I thank the Minister for the answer, which contains reasonably positive news with the recommendation of a quota for VIa south and VIa north. Will the Minister outline the timeframe for deciding on the additional requested quota and whether that will delay things much more? The Minister's predecessor stated specifically that a good proportion of the quota would be ring-fenced for small-scale fishermen in the inshore sector with particular reference to fishing vessels under 10 m in length. That is vital. While the quota is small, it represents a significant income for fishermen at that scale and would be of most value to them. The quota would not be of much commercial use to larger-scale fishing vessels due to the costs involved in catching the fish. It is vital to ring-fence the quota for small vessels under 10 m in length. I urge the Minister to ensure that the regulations are implemented to reflect that.

I am aware of the broad interest in the herring quota which has been fished by boats of all sizes. The Deputy makes the point well on smaller vessels.

In the context of the exceptionally small quota that has been proposed, there is a case for considering amended arrangements focusing on the inshore fleet. We must first await the outcome of the request that we made to the Commission. I hope that it is finalised sooner rather than later. If there this is to be a 2016 quota, we need to get the arrangements in place. If we are to amend the apportionment of quota arrangements vis-à-vis inshore fishermen, we must engage in consultation on the process sooner rather than later. I hope for a definitive word from the Commission, which would allow us to enter consultation with a view as to how the quota is reallocated.

Hopefully, that means a matter of weeks for final approval rather than anything more. Could the Minister not consult on the basis of the 4,800 tonnes that were initially granted so as to start the process earlier and enable people to avail of the quota? I presume that the National Inshore Fisheries Forum will be a part of the consultation on the quota allocation. That would be important. I cannot understate the importance of smaller vessels and the inshore fleet availing of the quota if their viability is to be ensured.

I have met the National Inshore Fisheries Forum, which gave an interesting presentation on a range of issues, including this one.

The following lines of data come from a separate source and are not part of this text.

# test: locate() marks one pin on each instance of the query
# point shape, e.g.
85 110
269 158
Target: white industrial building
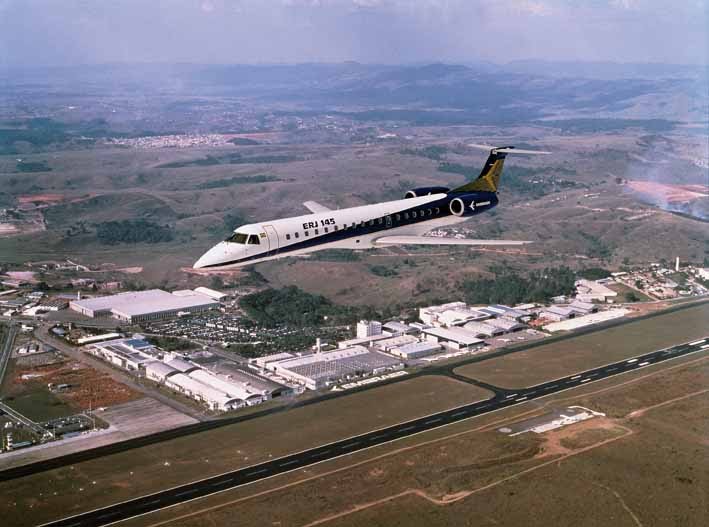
508 325
211 293
395 342
588 291
316 370
399 328
131 354
159 371
482 330
557 313
586 320
455 338
143 306
416 350
368 328
583 308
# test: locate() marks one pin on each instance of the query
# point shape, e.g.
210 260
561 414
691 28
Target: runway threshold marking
472 409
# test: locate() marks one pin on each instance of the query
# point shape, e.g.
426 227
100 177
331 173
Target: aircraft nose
213 256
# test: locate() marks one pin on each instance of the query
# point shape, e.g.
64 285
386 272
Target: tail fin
489 178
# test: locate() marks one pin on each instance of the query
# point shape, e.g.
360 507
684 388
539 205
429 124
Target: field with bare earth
646 463
170 463
88 187
559 359
28 390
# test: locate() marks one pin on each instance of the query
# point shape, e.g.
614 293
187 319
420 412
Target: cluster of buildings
660 282
218 384
144 306
379 348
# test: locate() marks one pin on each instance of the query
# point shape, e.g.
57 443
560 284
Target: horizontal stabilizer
508 149
436 240
315 207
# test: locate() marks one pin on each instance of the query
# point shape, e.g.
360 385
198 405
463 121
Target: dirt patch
86 387
559 359
669 193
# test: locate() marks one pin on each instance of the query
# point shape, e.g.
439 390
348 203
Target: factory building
429 315
267 361
317 370
507 325
583 308
394 342
212 397
557 313
368 328
588 291
399 328
455 338
55 304
483 330
366 341
143 306
211 293
132 354
586 320
416 350
159 371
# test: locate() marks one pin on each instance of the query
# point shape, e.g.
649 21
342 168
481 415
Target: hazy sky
61 32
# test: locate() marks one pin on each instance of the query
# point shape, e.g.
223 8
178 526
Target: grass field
39 405
551 361
648 462
138 472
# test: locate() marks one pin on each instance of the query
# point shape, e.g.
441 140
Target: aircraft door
272 237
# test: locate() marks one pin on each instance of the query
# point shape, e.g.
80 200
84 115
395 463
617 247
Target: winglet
315 207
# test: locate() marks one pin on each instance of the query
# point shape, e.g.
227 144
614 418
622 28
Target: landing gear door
272 237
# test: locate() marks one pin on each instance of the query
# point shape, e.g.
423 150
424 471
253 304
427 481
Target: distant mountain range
441 93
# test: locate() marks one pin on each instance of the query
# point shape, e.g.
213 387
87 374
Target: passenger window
238 238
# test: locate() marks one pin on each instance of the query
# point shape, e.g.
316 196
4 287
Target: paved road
236 478
442 369
6 349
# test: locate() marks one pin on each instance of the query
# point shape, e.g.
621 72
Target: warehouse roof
455 334
159 368
151 301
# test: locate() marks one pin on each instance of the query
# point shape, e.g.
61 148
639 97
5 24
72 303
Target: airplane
392 223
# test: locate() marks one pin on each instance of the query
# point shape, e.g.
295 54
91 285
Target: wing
434 240
315 207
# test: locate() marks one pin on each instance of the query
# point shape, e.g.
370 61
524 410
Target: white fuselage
352 228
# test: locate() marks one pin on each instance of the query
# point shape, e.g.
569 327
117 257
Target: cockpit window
238 237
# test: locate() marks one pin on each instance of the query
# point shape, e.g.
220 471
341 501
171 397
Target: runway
502 399
197 428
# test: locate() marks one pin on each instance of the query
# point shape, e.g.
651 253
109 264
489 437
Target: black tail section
489 178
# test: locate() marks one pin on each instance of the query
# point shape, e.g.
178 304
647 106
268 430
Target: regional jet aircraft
400 222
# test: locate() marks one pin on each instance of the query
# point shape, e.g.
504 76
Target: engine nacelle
425 191
469 204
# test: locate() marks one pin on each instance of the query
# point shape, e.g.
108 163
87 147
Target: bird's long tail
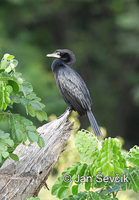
94 124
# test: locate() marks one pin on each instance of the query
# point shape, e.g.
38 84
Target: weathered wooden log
24 179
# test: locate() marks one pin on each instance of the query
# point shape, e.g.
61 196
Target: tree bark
23 179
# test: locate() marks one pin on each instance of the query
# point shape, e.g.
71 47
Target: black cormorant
72 86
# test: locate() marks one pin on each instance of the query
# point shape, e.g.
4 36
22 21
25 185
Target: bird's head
65 55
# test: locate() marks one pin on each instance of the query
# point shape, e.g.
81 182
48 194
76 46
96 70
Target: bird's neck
58 63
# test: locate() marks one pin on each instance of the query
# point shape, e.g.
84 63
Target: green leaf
133 156
55 189
10 57
41 115
32 136
86 145
75 189
36 105
14 157
62 192
41 142
26 88
31 110
14 86
5 154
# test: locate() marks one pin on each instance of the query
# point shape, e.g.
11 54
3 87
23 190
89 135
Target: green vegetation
104 36
105 168
15 90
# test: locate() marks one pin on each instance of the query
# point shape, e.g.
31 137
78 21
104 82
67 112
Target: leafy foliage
14 90
103 167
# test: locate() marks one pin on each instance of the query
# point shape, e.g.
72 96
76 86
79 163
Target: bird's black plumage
71 86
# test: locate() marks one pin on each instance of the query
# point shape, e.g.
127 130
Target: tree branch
24 179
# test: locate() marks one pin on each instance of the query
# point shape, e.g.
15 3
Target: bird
72 87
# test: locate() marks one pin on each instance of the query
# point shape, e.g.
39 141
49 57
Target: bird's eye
57 52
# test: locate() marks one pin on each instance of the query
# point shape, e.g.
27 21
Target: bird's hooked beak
55 55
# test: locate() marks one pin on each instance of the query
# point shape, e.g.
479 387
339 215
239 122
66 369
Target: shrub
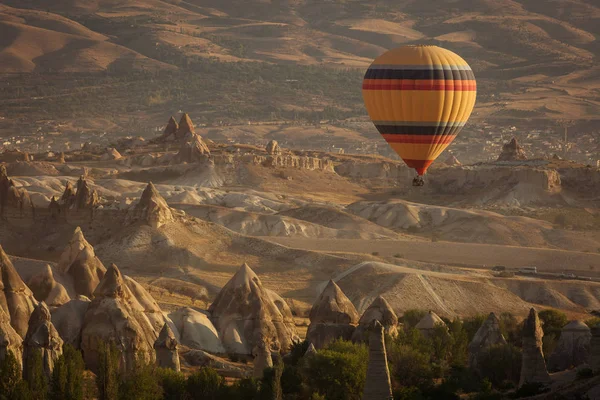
204 384
67 376
10 376
500 363
338 372
173 383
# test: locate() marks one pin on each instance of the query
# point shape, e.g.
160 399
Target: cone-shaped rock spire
533 368
332 316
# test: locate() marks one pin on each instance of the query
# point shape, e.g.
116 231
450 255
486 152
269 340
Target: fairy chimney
42 338
573 347
332 316
377 385
533 369
487 335
166 349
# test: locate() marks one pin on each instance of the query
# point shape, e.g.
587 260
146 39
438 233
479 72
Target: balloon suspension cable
418 181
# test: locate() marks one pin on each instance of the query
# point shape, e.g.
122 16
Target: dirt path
460 254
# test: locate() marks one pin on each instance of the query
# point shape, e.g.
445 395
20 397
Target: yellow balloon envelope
419 98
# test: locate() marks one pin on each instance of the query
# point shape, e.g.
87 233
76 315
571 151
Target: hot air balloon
419 97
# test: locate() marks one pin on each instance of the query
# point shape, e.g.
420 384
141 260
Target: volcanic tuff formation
195 330
377 384
245 314
533 369
193 149
46 289
9 338
15 297
379 310
511 151
273 148
573 347
115 316
487 335
41 337
68 320
79 261
166 349
429 322
152 208
332 316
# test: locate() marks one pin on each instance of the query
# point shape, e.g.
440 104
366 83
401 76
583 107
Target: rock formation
11 196
166 349
533 368
595 349
151 308
573 347
195 330
429 322
68 320
262 359
377 385
111 154
85 197
487 335
245 314
452 161
512 152
9 338
273 148
185 126
79 261
193 149
46 289
67 200
332 316
15 297
379 310
41 337
115 316
152 208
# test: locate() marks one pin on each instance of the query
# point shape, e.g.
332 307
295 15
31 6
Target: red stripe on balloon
419 139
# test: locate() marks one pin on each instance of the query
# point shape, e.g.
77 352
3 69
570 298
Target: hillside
533 62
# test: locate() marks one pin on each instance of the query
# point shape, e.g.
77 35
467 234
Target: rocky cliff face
166 346
16 299
511 151
115 316
245 315
332 316
487 335
533 368
573 348
79 261
10 341
42 338
152 208
379 310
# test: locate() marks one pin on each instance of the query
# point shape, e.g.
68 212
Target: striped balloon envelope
419 98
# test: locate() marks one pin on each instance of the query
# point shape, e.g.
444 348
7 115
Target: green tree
338 372
500 363
204 384
410 367
270 388
10 376
36 376
108 376
141 383
67 376
412 317
173 384
552 323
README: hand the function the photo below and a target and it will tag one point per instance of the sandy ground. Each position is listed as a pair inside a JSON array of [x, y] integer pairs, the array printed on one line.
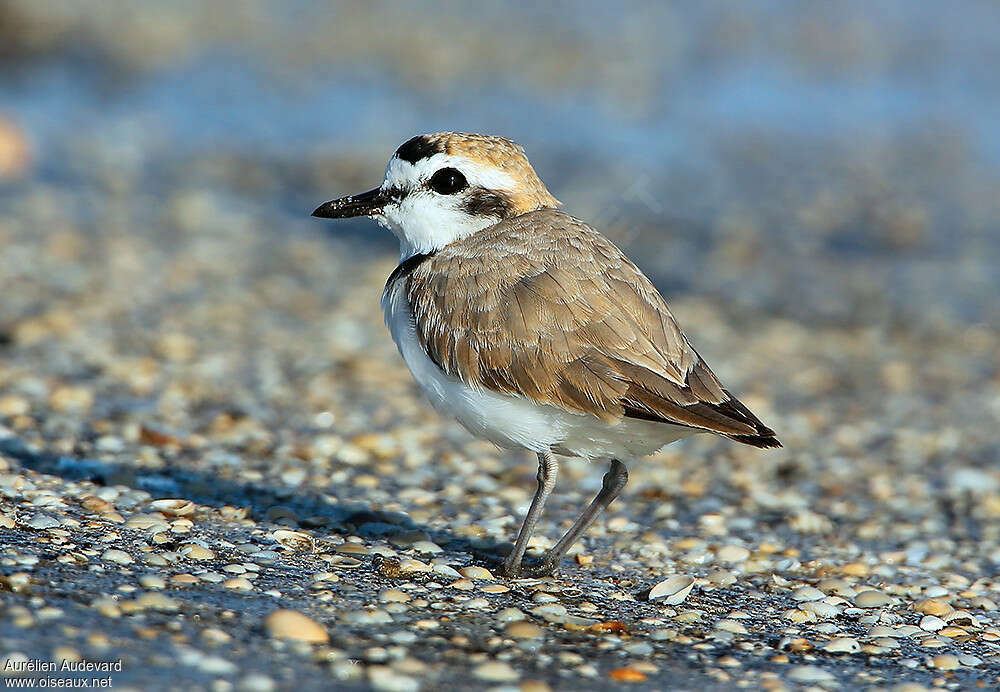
[[216, 472]]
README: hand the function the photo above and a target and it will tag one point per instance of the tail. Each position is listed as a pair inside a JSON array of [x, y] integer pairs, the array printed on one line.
[[762, 437]]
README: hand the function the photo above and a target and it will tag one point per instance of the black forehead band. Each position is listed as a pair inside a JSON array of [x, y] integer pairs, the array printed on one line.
[[416, 148]]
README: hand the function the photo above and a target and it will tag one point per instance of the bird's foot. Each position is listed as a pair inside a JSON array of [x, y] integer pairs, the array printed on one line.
[[524, 570]]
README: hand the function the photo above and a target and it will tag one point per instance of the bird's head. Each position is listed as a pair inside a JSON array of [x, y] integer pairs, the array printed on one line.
[[441, 187]]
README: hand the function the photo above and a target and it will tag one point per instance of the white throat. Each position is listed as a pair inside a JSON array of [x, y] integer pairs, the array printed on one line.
[[425, 221]]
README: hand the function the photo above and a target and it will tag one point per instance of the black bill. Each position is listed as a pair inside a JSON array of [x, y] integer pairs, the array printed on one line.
[[366, 204]]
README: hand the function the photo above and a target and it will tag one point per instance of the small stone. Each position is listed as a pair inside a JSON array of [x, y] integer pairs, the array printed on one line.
[[256, 682], [152, 581], [290, 624], [193, 551], [946, 662], [732, 553], [810, 674], [496, 671], [808, 593], [42, 522], [722, 578], [495, 588], [627, 675], [173, 508], [295, 541], [117, 556], [385, 679], [476, 572], [842, 645], [523, 630], [932, 606], [393, 596], [408, 565], [931, 623], [510, 615], [872, 599], [673, 590], [731, 626]]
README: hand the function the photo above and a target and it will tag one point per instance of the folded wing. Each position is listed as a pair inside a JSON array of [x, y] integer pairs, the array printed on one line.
[[565, 318]]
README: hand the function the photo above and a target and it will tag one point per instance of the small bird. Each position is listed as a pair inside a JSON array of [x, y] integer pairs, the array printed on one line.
[[530, 327]]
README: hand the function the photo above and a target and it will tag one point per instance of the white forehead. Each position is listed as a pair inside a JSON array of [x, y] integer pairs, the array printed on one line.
[[403, 174]]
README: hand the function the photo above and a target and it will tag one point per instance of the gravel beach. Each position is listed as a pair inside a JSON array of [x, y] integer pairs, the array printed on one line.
[[216, 470]]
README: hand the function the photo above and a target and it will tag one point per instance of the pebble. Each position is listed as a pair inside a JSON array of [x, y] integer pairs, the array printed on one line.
[[932, 606], [808, 593], [385, 679], [931, 623], [295, 541], [193, 551], [117, 556], [42, 522], [872, 599], [946, 662], [523, 630], [807, 674], [476, 572], [842, 645], [732, 554], [496, 671], [257, 682], [673, 590], [290, 624], [510, 615]]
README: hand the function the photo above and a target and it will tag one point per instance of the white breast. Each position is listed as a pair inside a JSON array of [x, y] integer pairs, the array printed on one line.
[[514, 421]]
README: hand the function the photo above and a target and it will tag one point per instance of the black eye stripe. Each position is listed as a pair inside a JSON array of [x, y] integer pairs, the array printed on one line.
[[483, 202], [417, 148], [448, 181]]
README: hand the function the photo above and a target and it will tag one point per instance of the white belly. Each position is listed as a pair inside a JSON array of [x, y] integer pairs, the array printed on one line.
[[514, 421]]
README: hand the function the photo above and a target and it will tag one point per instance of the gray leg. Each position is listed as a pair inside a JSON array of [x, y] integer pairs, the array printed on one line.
[[614, 481], [548, 469]]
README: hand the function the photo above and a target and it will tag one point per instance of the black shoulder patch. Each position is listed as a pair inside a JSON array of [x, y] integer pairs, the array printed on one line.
[[416, 148], [483, 202]]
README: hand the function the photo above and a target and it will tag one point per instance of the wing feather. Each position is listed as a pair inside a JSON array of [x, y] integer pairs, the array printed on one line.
[[562, 316]]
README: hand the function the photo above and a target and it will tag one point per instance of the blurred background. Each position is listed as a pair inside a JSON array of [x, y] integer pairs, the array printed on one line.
[[814, 187]]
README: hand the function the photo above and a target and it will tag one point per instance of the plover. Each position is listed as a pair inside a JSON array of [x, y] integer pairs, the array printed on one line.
[[530, 327]]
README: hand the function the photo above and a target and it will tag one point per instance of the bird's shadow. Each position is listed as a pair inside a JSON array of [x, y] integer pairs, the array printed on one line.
[[310, 510]]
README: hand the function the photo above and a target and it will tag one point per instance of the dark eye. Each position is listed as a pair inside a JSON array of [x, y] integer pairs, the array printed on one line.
[[448, 181]]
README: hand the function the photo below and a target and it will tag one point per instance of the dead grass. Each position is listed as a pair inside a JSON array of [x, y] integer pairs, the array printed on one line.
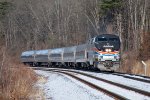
[[16, 81], [130, 64]]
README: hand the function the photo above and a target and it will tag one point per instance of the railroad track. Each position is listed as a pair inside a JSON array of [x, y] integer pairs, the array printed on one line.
[[133, 78], [114, 95], [146, 80]]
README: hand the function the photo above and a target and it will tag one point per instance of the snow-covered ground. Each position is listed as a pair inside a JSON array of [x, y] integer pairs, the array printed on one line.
[[61, 87], [119, 79]]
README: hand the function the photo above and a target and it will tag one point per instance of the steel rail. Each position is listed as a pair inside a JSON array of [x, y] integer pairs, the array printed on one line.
[[112, 94]]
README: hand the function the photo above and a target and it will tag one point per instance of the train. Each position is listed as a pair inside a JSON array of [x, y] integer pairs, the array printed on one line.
[[101, 52]]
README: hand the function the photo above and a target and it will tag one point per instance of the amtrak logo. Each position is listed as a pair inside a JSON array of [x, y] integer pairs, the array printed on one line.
[[108, 45]]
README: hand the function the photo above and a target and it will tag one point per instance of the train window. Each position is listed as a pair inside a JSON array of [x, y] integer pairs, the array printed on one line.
[[102, 39], [113, 39]]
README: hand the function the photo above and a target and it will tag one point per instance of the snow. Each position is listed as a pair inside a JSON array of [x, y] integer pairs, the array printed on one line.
[[62, 87], [74, 85], [123, 92], [120, 79], [42, 52]]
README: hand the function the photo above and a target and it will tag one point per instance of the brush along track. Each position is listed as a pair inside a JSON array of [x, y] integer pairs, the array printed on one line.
[[146, 93]]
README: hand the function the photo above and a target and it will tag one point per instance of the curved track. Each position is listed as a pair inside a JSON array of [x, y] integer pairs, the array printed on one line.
[[116, 96]]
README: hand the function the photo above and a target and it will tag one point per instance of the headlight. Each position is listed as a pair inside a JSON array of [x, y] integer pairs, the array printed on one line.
[[108, 50]]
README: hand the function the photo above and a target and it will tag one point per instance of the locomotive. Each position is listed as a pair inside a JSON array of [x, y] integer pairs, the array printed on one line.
[[100, 52]]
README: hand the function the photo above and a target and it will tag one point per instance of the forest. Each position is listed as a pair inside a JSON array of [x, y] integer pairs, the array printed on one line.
[[44, 24]]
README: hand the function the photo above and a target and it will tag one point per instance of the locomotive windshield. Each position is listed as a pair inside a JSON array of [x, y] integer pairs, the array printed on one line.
[[102, 39], [107, 40]]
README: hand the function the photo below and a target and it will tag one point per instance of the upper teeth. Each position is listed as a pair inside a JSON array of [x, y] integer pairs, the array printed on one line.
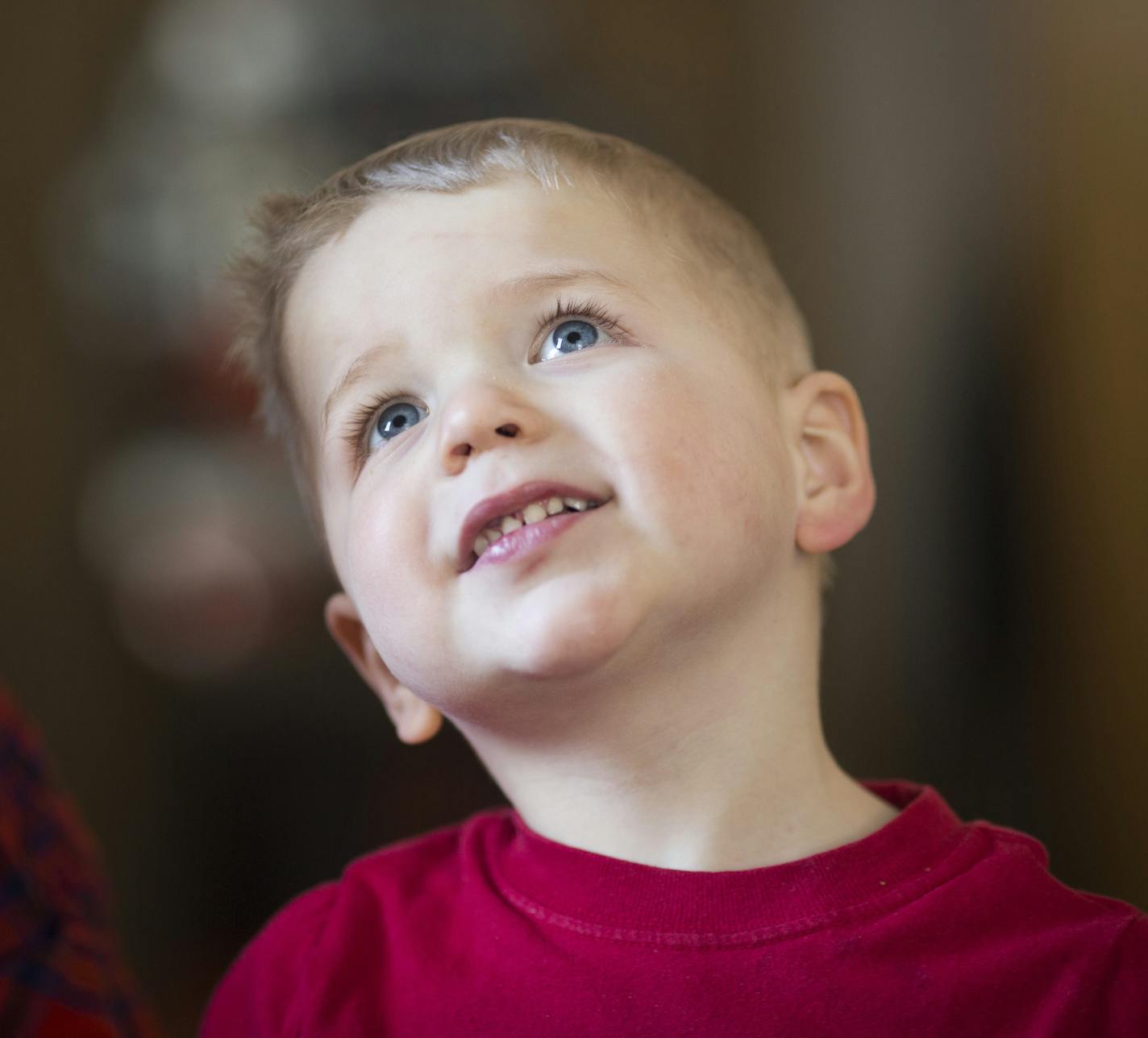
[[532, 513]]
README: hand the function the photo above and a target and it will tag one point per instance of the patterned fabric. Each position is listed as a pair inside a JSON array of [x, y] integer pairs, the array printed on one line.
[[60, 969]]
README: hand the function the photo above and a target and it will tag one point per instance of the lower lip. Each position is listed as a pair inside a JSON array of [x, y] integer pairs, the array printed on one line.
[[526, 538]]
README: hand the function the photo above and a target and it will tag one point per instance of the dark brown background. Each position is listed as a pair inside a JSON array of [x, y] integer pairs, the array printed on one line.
[[956, 194]]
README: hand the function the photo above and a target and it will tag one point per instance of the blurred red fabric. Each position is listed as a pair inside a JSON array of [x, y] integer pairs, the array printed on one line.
[[61, 973]]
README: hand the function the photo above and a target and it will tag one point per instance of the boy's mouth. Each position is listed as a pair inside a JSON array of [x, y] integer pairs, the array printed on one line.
[[530, 504]]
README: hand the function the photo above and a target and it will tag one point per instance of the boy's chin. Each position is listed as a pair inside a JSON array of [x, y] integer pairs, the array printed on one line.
[[568, 641]]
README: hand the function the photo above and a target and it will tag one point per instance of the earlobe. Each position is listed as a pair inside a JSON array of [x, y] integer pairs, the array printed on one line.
[[414, 720], [834, 484]]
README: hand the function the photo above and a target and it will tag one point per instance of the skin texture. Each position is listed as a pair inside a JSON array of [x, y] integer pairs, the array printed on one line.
[[644, 686]]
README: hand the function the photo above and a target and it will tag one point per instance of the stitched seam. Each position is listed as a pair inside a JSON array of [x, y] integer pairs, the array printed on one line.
[[913, 889]]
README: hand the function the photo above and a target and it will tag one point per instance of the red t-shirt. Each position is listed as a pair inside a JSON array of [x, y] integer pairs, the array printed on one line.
[[928, 926]]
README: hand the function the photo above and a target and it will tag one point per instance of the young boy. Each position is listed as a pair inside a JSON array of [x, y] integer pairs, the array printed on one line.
[[557, 419]]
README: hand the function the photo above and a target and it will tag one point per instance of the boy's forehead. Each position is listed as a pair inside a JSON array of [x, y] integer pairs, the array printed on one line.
[[417, 251]]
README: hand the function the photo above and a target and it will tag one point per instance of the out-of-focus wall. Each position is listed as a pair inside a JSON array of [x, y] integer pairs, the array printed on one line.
[[955, 193]]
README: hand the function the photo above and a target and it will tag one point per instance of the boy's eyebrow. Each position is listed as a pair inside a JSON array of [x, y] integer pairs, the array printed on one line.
[[520, 286]]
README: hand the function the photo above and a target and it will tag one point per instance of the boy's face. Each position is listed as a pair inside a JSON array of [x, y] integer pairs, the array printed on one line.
[[659, 413]]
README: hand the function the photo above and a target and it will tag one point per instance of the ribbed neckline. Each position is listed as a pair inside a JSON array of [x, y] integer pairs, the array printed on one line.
[[609, 897]]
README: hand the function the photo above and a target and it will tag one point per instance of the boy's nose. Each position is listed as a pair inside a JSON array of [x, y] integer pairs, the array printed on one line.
[[481, 416]]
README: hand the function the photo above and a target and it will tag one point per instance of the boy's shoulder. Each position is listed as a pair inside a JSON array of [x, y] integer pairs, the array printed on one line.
[[264, 991], [963, 905]]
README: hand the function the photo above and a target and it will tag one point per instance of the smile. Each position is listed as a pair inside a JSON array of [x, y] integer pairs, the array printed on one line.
[[526, 538]]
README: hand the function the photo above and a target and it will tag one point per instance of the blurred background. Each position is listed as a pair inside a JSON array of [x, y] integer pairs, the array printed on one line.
[[958, 195]]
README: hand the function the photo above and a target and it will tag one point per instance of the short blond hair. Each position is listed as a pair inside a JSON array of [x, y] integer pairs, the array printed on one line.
[[703, 230]]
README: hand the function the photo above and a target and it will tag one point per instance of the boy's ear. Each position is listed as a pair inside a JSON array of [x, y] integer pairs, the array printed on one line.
[[826, 430], [414, 720]]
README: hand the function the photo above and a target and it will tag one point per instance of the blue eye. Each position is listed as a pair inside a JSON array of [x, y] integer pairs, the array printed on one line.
[[396, 418], [568, 338]]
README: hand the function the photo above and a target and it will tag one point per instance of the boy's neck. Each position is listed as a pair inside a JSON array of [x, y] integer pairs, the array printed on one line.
[[704, 756]]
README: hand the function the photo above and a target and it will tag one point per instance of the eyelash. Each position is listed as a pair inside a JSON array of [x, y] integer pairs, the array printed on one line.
[[360, 421]]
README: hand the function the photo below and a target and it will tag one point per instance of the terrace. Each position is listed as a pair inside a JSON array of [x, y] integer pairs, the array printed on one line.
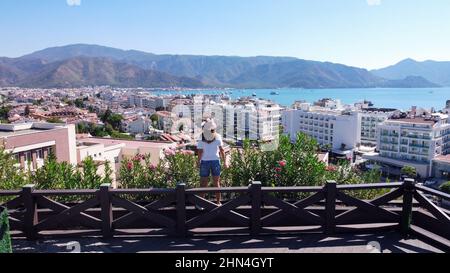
[[255, 219]]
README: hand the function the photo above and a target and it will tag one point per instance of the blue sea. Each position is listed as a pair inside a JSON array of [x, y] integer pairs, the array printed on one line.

It will be a part of any consideration of how the quota is allocated.

I am conscious of the fact that if we do not get this matter over the line by the end of July, the Commission will go into hibernation for August. The clock is ticking and I am anxious to have the issue finalised soon. I do not want to give a specific timeframe, as I appreciate the logistics of getting a final word from the Commission, consulting and people being told of their entitlements within what is a relatively small quota allocation. When I am in Brussels next Monday, I hope to have an opportunity to progress this matter.